Building a Live Infrastructure Dashboard with Chaos Monkey: Letting Visitors Break My Cluster
How I built a real-time Kubernetes metrics dashboard that lets visitors delete pods and watch self-healing in action. Covers Prometheus integration, SSE streaming, secure RBAC, and the engineering behind controlled chaos.
Building a Live Infrastructure Dashboard with Chaos Monkey: Letting Visitors Break My Cluster
I wanted to do something a bit reckless: give random internet strangers a button that deletes pods in my Kubernetes cluster.
Not my actual application pods, mind you. But real pods, in a real cluster, getting terminated by anyone who visits my site. Then watching Kubernetes automatically bring them back to life.
Why? Because there's no better way to demonstrate self-healing than letting people break things themselves.
The End Result
Visit /infra on this site and you'll see:
- Real-time metrics from my K3s cluster (pods, memory, CPU, node health)

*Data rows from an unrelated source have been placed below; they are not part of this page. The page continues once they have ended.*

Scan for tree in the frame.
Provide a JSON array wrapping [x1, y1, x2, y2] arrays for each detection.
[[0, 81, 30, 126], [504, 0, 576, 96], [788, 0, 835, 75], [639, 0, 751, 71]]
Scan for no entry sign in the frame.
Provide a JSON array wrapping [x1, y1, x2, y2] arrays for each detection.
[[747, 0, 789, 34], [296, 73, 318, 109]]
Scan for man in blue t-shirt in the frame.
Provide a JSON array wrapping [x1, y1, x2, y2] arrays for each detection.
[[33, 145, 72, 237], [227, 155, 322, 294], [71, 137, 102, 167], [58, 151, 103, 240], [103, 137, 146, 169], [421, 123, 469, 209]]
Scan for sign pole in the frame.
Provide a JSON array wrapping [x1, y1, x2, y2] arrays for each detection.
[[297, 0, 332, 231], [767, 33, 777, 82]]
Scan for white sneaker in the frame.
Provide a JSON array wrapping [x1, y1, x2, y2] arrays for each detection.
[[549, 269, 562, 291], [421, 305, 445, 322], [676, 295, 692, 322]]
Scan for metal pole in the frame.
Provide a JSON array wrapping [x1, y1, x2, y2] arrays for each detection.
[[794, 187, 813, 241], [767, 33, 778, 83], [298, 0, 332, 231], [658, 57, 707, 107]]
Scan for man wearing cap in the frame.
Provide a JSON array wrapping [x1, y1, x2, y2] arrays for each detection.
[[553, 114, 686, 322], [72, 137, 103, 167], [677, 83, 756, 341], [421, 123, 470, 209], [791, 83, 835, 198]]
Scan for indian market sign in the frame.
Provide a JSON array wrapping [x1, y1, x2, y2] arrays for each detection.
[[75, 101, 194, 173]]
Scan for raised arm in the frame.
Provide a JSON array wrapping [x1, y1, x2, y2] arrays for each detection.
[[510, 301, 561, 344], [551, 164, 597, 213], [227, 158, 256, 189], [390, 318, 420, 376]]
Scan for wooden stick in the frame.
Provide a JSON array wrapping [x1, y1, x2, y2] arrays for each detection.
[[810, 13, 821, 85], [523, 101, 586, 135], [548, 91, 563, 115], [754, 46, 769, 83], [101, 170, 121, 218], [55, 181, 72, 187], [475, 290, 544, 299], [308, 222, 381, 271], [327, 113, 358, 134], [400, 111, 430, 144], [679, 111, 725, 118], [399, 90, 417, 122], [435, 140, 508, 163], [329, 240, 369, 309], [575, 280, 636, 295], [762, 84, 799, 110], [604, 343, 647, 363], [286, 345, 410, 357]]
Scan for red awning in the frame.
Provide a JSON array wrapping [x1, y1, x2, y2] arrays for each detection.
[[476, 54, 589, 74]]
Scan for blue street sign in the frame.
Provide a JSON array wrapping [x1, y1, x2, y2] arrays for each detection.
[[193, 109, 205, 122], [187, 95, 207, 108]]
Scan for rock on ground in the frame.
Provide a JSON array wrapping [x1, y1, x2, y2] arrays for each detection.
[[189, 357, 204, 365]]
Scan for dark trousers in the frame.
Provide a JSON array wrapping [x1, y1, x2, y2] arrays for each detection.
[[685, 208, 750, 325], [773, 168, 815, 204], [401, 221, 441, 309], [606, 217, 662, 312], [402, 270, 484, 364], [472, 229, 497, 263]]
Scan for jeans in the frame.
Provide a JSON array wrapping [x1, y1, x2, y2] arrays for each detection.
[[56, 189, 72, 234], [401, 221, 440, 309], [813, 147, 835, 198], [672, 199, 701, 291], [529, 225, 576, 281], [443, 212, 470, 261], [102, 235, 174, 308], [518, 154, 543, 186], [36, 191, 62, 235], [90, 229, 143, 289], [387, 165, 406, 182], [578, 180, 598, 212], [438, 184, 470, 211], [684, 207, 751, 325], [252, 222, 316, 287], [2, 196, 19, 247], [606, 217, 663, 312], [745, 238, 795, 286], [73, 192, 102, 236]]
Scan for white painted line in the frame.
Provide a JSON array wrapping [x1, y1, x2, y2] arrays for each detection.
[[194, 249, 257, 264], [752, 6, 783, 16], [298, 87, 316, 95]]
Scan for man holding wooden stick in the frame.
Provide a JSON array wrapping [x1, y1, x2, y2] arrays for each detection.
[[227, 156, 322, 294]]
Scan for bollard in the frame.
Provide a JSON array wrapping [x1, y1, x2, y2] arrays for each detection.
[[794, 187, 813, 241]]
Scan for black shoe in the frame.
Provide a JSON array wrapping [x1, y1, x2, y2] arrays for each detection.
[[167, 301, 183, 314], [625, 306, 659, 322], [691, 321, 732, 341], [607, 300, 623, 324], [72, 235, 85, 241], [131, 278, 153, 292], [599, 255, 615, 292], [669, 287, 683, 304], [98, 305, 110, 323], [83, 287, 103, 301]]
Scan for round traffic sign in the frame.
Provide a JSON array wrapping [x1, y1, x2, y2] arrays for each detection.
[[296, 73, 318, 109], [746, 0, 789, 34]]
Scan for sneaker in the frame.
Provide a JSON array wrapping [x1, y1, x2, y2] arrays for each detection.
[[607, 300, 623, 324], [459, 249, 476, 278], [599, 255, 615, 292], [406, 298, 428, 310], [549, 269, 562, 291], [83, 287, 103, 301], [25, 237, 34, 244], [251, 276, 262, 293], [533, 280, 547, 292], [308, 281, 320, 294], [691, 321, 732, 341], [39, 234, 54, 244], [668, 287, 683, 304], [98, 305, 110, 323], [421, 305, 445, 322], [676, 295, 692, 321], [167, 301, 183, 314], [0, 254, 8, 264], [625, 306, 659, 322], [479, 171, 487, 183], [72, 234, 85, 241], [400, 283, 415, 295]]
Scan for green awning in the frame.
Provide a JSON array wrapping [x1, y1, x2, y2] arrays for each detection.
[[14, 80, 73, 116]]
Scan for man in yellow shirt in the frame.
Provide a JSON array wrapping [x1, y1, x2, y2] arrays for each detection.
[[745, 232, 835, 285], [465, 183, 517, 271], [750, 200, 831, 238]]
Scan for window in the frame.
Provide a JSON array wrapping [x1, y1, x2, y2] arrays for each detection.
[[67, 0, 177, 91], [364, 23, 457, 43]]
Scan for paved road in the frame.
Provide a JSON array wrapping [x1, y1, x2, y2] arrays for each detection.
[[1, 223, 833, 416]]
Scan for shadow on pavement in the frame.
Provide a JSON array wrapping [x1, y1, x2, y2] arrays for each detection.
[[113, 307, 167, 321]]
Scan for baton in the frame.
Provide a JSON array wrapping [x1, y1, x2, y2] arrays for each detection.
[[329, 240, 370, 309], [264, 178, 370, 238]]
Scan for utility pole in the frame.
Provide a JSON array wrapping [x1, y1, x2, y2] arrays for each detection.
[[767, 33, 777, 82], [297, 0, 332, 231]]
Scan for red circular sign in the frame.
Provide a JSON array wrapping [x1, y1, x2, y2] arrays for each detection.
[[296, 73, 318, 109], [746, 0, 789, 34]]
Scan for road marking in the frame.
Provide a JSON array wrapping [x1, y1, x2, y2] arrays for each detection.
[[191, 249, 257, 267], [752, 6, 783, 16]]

- A Chaos Monkey button that deletes a random pod when you click it
- Live updates showing pods terminate and respawn
The whole thing updates every 5 seconds via Server-Sent Events. It's not a simulation—you're looking at actual Prometheus data from my homelab.
Architecture Overview
Here's how all the pieces fit together:
┌─────────────────────────────────────────────────────────────────┐
│ Visitors │
└─────────────────────────────────────────────────────────────────┘
│
▼
┌─────────────────────────────────────────────────────────────────┐
│ /infra Dashboard │
│ ┌─────────────────┐ ┌─────────────────┐ ┌─────────────────┐ │
│ │ Metric Cards │ │ Node Status │ │ Chaos Monkey │ │
│ │ (CPU/Mem/Pods) │ │ (Health List) │ │ (Kill Button) │ │
│ └────────┬────────┘ └────────┬────────┘ └────────┬────────┘ │
└───────────┼─────────────────────┼─────────────────────┼─────────┘
│ │ │
▼ ▼ ▼
┌─────────────────────────────────────────────────────────────────┐
│ API Routes │
│ /api/infra/stream (SSE) /api/infra/chaos (POST) │
└─────────────┬────────────────────────────┬──────────────────────┘
│ │
▼ ▼
┌─────────────────────────┐ ┌─────────────────────────────────┐
│ Prometheus │ │ Kubernetes API │
│ prometheus.geekery.work│ │ kubernetes.default.svc │
│ (Metrics queries) │ │ (Pod deletion) │
└─────────────────────────┘ └─────────────────────────────────┘
Three main components:
- Prometheus Integration - Fetches cluster metrics via PromQL
- SSE Streaming - Pushes updates to the browser every 15 seconds
- Chaos Monkey API - Controlled pod deletion with strict RBAC
Let's dig into each one.
Part 1: Prometheus Integration
The Queries
Prometheus is already running in my cluster, scraping metrics from kube-state-metrics and node-exporter. Here are the PromQL queries that power the dashboard:
// src/lib/infra/queries.ts
export const QUERIES = {
// Total pods in cluster
podCount: 'count(kube_pod_info)',
// Running pods only (sum because the metric is 1 when in phase, 0 otherwise)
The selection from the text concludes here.